In the Bay Area we've seen a steady increase in bicycle traffic of all kind - working adults, students, even teachers (I bicycle to school daily - rain or shine). Even so with huge employers like Google and Facebook our traffic problems are awful - unless you choose to ride your bicycle. In that case your biggest problem is dealing with drivers who become angry as you gently pedal past them while they sit, fuming, burning gas, and dealing with incoming text messages . . . in huge traffic jams.
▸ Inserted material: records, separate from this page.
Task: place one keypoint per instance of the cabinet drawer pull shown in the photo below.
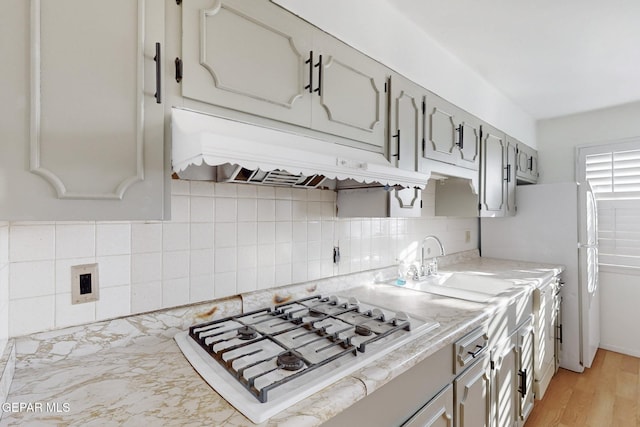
(397, 135)
(474, 354)
(158, 59)
(460, 142)
(319, 67)
(178, 63)
(310, 62)
(508, 171)
(523, 382)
October 13, 2012 | Unregistered CommenterJames Thurber

In my family's 'hood, local and school officials "promote" green initiatives but not Safe Route concepts. Too busy removing school playgrounds for larger parking lots and to make room for the long line of SUVs. School officials open car doors to speed up the process. Plenty of sidewalks and safe streets but the kids and their parents are too lazy to change.

It doesn't help when parents buy their kids new bikes w/o showing them how to properly handle these vehicles - creates negative PR. One kid last year on a hill couldn't stop and got hit by a Metro-bus - he's OK and doing well at middle school XC.

Safer crossing zones at larger intersections, well located- weather protected bike racks and educating elementary students on road rules for pedestrians and cyclists would help.

October 14, 2012 | Unregistered CommenterJack

I'm reminded of that old story of teaching a man to fish , you have fed him for life. Teaching effective cycling might just be a handy life skill for children .What a wonderful world it would be, nice blog .Thanks

October 14, 2012 | Unregistered Commenterlee

I have since moved, but I spent 30+ years in Portland Or area, mostly on the west side in the Beaverton area. What amazes me is the all the bike lanes available except around schools, either elementary, secondary or high schools. During my time off from work (lay-offs) I plotted 10, 15, 20 25 and 30 mile routes around my house that I rode to deal with the stress. I would come near a school and loose the bike lane, and more often than not, the shoulder, riding on the white line on right side of the 12 foot lane. Makes the phrase, " For our children" a empty statement.

October 15, 2012 | Unregistered CommenterSJX426
Comments for this entry have been disabled. Additional comments may not be added to this entry at this time.